Politica

Il profilo di questo governo è un profilo di crisi: la tenuta della maggioranza mostra lacerazioni

di Paolo Bagnoli

Non sarà che al governo della destra accadrà come ai pifferi di montagna che, andati per suonare, alla fine furono suonati? Oppure, riprendendo il bollettino della Vittoria, alla fine si trovi a risalire “in disordine e senza speranza le valli che avevano disceso con orgogliosa sicurezza”?

Vedremo. Certo, dopo due anni di proclami e di baldanzose dichiarazioni, il profilo del governo è un profilo di crisi frutto di un’insufficienza nella governabilità del Paese e nel vuoto di una classe dirigente al minimo di quanto le è richiesto di fare e di comportarsi.

Non stiamo qui a rimettere in colonna i casi che lo dimostrano; lo scambiare il governare con l’occupazione dei posti per sconfiggere finalmente una presunta egemonia culturale della sinistra – di quale, poi, si tratti è tutto da vedere – ci dice della miseria culturale, appunto, e politica di tutto l’insieme, per quanto si riesce a sapere dai giornali, ma siamo convinti che i germi della crisi siano ancora più profondi ed è probabile che possano evidenziarsi da un momento all’altro.
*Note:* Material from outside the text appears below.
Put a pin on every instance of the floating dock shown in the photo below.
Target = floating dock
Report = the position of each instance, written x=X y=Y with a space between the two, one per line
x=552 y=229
Tra l’altro le maldestre furbizie messe in campo nella gestione dell’Europa post-elezioni ci tolgono anche l’ambizione che potremmo avere non tanto quale forza in sé e per Sé, ma per quella serietà complessiva che conferisce a chi la esercita un livello di autorevolezza che un’Italia migliore e più seria può e deve esercitare.

I sovranisti, i custodi del fuoco nazionale dell’italianità, i cultori di una Patria che non si sa cosa in effetti sia – basta non possa dirsi che essa non può, storicamente, prescindere dal dichiararsi di essere antifascista – si incartano da soli ritenendo che, da un lato, i silenzi della presidente del Consiglio e, dall’altro, una rappresentazione ad arte mandata in onda facciano da scudo a un quadro di debolezze, incertezze, mondi irreali che costituiscono invece, tenuti insieme dalla colla del potere, una vuotezza che si ripercuote negativamente sul sistema paese.
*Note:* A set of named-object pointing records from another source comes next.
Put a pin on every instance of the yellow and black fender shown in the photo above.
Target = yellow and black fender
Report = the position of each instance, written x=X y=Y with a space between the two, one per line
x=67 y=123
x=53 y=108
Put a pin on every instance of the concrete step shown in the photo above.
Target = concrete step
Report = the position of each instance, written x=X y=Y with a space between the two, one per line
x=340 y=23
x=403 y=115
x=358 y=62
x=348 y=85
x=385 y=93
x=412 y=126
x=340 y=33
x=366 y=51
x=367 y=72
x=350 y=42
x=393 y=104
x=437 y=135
La stessa tenuta della maggioranza che, ad ogni piè sospinto, si dichiara salda e non in discussione mostra, giorno dopo giorno, tutte le proprie lacerazioni. Riteniamo che, se le prossime scadenze elettorali regionali vedranno prevalere il fronte che Schlein cerca pazientemente di costruire, la campanella della sfiducia comincerà a suonare.
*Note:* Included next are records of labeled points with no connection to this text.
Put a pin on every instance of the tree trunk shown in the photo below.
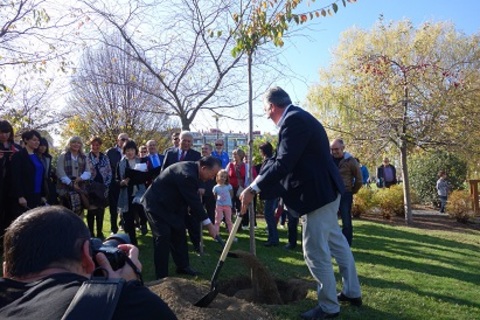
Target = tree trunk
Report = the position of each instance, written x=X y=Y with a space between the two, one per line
x=406 y=184
x=403 y=155
x=251 y=211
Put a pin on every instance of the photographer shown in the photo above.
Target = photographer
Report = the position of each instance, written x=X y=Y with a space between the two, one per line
x=48 y=257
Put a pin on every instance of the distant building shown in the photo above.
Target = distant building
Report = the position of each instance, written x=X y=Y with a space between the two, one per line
x=232 y=140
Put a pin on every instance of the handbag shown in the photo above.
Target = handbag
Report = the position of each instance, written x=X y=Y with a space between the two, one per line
x=96 y=194
x=72 y=201
x=240 y=187
x=239 y=191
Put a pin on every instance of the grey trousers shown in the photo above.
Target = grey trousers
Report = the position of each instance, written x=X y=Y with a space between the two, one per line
x=322 y=239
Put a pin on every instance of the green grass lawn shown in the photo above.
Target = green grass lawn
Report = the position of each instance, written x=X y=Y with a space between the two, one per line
x=405 y=273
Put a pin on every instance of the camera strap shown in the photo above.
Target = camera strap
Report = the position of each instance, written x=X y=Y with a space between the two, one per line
x=99 y=295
Le difficoltà vengono anche ammesse, ma con sgravio di responsabilità di chi per forza ne porta il peso preponderante, vale a dire il governo. Le colpe sono sempre degli altri, passati o presenti; se potessero aggiungerebbero anche la categoria dei futuri. Le giustificazioni che vengono addotte sono sempre le stesse: il governo è accerchiato, i leader del partito di maggioranza sono accerchiati. La musica viene suonata in continuazione e se a loro suona come un motivo forte di difesa, in realtà è una testimonianza di debolezza, un non riconoscere lo stato dei fatti, insieme alla paura che tutto scoppi loro tra le mani da un momento all’altro. Il fatto che si cominci ad avanzare l’idea di un rimpasto di governo ne costituisce la prova provata.

Si torna a parlare di nuovo della legge elettorale, le responsabilità pregresse del Pd sul tema sono gravi. Che ci si decida a cambiare la legge vergognosa che abbiamo è positivo, ma il giudizio dipenderà dall’esito se mai il tentativo andrà a fine. Per ora ci par di capire che quanto sull’argomento porta a parlare maggioranza e opposizione è il tentativo di arrivare alla nascita di due blocchi: uno guidato da FdI e l’altro dal Pd: costruire, cioè, un sistema che non si basi su una giusta interpretazione dell’idea di rappresentanza, ma sulla stabilizzazione delle funzioni preminenti dei due partiti.

Se così è, può anche nascere una nuova legge elettorale migliore dell’attuale, ma il principio è sbagliato e idee sbagliate non producono mai soluzioni giuste ai problemi. Considerata la portata della crisi italiana la legge elettorale dovrebbe partire, invece, da un principio che non può prescindere dall’idea dell’Italia che si ha; la questione, tuttavia, non è nemmeno sfiorata.

Ci domandiamo: ma l’idea dell’Italia è riassumibile dall’interesse esclusivo dei partiti leader della maggioranza e dell’opposizione? Che idea della democrazia sottende una tale visione? Comunque la si voglia giustificare, di sicuro prescinde dal punto principale: ricostruire una politica democratica degna di questo nome.